Page 1 of 2 12 LastLast
Results 1 to 10 of 15
  1. #1
    New Member
    Join Date
    May 2009
    Location
    London, England
    Posts
    6

    Stereo into single PA does not work

    Hi, I am trying to run my ipod, via a dock, through a single Mackie SRM350 for mono playback. The speaker input is a combination female XLR-type and 1/4˝ TRS connector that accepts a balanced or unbalanced mic- or line-level signal.

    I have done this successfully using a 3.5mm stereo jack to jack lead into a 3.5mm stereo adaptor into a stereo to mono adapter into a jack to XLR adapter. Not ideal Im sure you will agree.

    In order to avoid using too many adapters I have bought a 3.5 stereo jack to male XLR cable which is wired as per the XLR to 1/4" TRS Connector (wired for balanced mono) diagram on this site.

    The problem is that when connected it only plays the audio if it is far left or far right and any balanced (centred) audio is eliminated completely.

    Can I rewire the XLR in a different way to overcome this problem?

  2. #2
    Member
    Join Date
    May 2009
    Location
    Hamilton, New Zealand
    Posts
    25
    There's your problem... Minijack is a consumer jack!

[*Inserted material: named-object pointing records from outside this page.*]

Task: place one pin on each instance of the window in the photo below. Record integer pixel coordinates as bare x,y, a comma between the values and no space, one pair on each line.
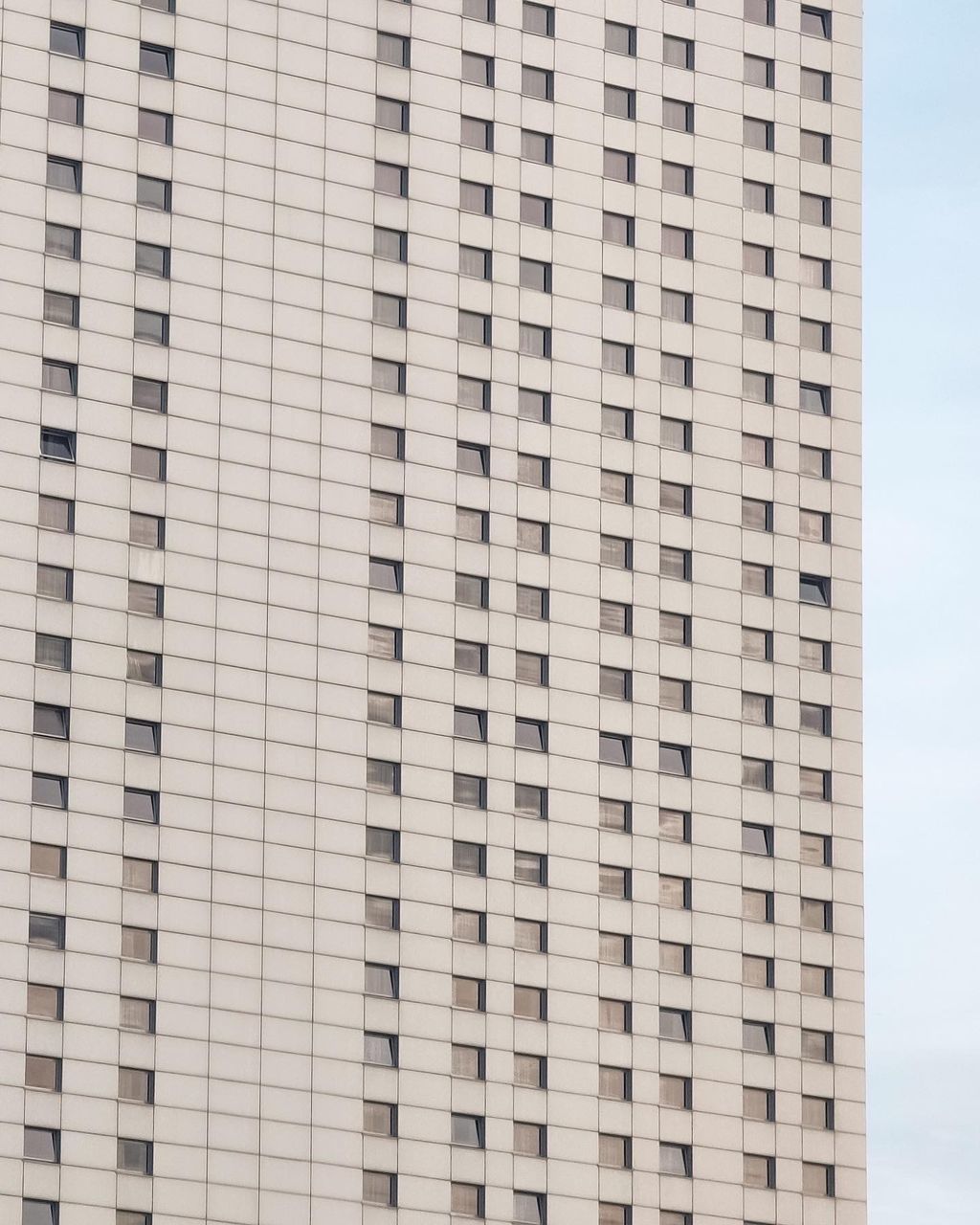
758,1171
385,576
814,210
136,1084
758,971
617,359
473,328
153,193
529,867
529,935
144,666
757,260
814,21
49,791
757,580
380,1119
478,69
617,293
42,1145
62,174
390,244
814,462
675,563
814,84
758,134
757,774
613,1015
620,39
757,708
471,657
530,1002
467,1061
383,844
758,71
149,393
151,326
613,882
675,1092
44,1001
677,306
392,114
675,695
383,777
674,826
674,892
814,590
390,179
619,230
530,1071
138,1014
389,310
65,107
381,980
530,734
814,398
46,931
613,1150
538,18
534,341
679,52
529,1208
59,376
816,849
615,814
56,513
760,11
758,1036
757,197
154,125
48,860
757,323
62,241
469,791
613,1083
472,590
468,993
619,101
615,617
817,980
139,875
393,49
615,682
677,1159
818,1180
380,1189
39,1212
757,839
677,241
51,721
381,1050
619,166
615,750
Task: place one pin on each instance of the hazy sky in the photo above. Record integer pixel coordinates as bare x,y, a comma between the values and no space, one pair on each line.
923,607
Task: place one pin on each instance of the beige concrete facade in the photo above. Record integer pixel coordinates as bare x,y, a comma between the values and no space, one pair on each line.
430,723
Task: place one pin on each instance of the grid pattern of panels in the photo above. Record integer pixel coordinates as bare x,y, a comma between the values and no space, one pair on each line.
433,628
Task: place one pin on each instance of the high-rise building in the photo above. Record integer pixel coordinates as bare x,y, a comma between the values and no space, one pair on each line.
432,612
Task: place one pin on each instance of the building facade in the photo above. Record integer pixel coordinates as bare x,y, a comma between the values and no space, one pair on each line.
432,612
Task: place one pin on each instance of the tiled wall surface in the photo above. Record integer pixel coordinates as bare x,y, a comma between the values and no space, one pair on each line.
430,628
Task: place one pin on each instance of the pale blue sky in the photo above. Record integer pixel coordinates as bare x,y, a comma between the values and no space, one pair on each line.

    The only way to properly overcome this you will need a small mixer to mono sum the signal. I have no idea how you magically got the stereo signal to sum into the speaker.. but i guess there is always a first...

    The thing is, if you make a stereo minijack to XLR, usually you will end up picking either the left of right signal (depending how its wired).

    You will probably have to figure out how the signal chain going through your connectors.

    I'm not sure if this is correct but you could try...

    from the stereo minijack, try using 2 mono unbalanced cables tied together.

    From minijack:

    Tip --> Cable 1 Signal
    Ring --> Cable 2 Signal
    Sleeve --> Cable 1 & 2 Ground

    To XLR:

    Pin 1 --> Cable 1 & 2 Ground
    Pin 2 --> Cable 1 Signal
    Pin 3 --> Cable 2 Signal


    I'm not too sure if this will work but I used to have an active speaker with a minijack to XLR cable which actually used to cables tied together. I didn't make this cable but I wouldn't be surprised if this is how it was done..

    Or you can always use my first suggestion. Buy a small mixer (2-4ch) and use a minijack --> 2 x TS cable into your mixer and simply use a TS cable (guitar cable) from one of your aux sends or mono outs...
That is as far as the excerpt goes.